Parece que as mudanças não são bem-vindas justamente por nos obrigarem a enfrentarmos as nossas próprias mudanças. Os muitos quilos, as muitas rugas, todos os pelos e cabelos esbranquiçados, a ausência de viço na pele, estão entre as evidências que disfarces, pinturas e maquiagens os mais evidentes só fazem acentuar.
Todo mundo tem espelho e momentos de encarar os efeitos do tempo. A visão cotidiana nos ilude fazendo com que nos sintamos os mesmos, o que não evita nosso espanto quando encaramos fotos antigas que acentuam as mudanças que carregamos, e que caminham, aliadas ao tempo, nos transformando. Infinitamente pior que o espelho são os males que atingem os nossos corpos, incapazes de manter a permanência que mora na nossa vontade. Consultórios e clínicas entram no nosso cotidiano proporcionalmente ao tempo que estamos no planeta. Mais tempo, mais médicos.
Estamos de passagem e a expressão “viagem” ao invés de “morte” é bem melhor. Também há quem prefira “experiente” a “velho”. A realidade, por pior e difícil que possa parecer, é o que temos e, portanto, melhor que a ilusão. Não somos mais os mesmos! Nossos ídolos não são mais os mesmos. Aceitar essa questão é o que nos possibilita maior empatia para com fases da vida de todos – jovens, adultos ou velhos.

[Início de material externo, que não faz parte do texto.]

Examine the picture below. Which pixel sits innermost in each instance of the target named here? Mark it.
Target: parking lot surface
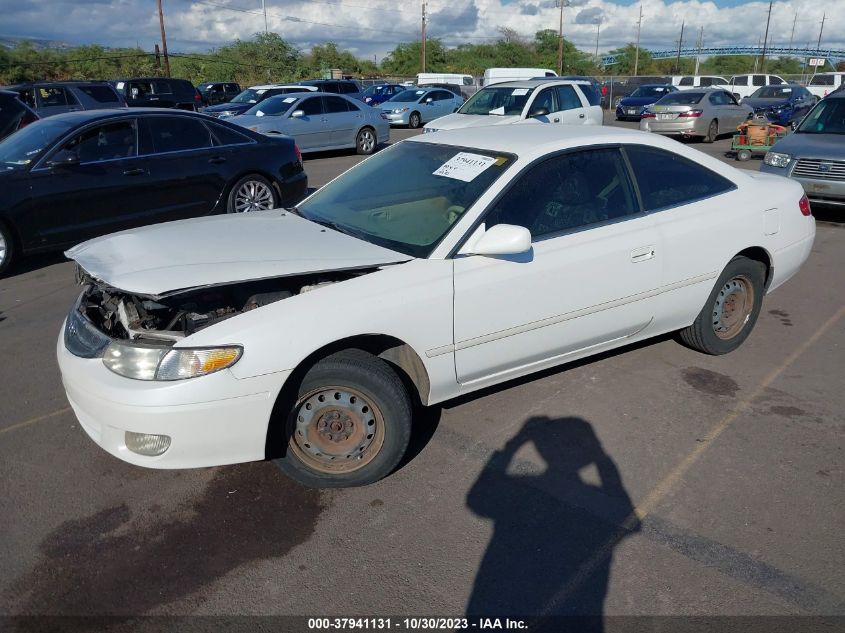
(649, 481)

O que é absurdo é constatar o universo em movimento, as transformações contínuas da natureza e pensar que nos mantivemos imutáveis. Como se houvesse um dia para tomar consciência de si e fixar tal data. Que bobagem!
P.S. 1 – É óbvio que quem vos escreve já passou dos 60. Gosto de Bethânia desde Carcará, de Roberto, desde O Calhambeque e de Wanderléa, desde O tempo do amor. Assisti quase todas as novelas protagonizadas por Regina Duarte, e atualmente tento esquecer a decepção para não espinafrar a atriz.
P.S. 2 – Acredito estar de passagem e estou lendo textos sobre projeções da consciência. A ideia de experiências fora do corpo físico me atraem cada vez mais. Penso sempre em viagens astrais observando o movimento de nuvens no céu sobre o mar.
P.S. 3 – A decisão em escrever o texto acima foi após ter visto vídeos de fragmentos recuperados da Jovem Guarda. Como Roberto Carlos e Wanderléa mudaram!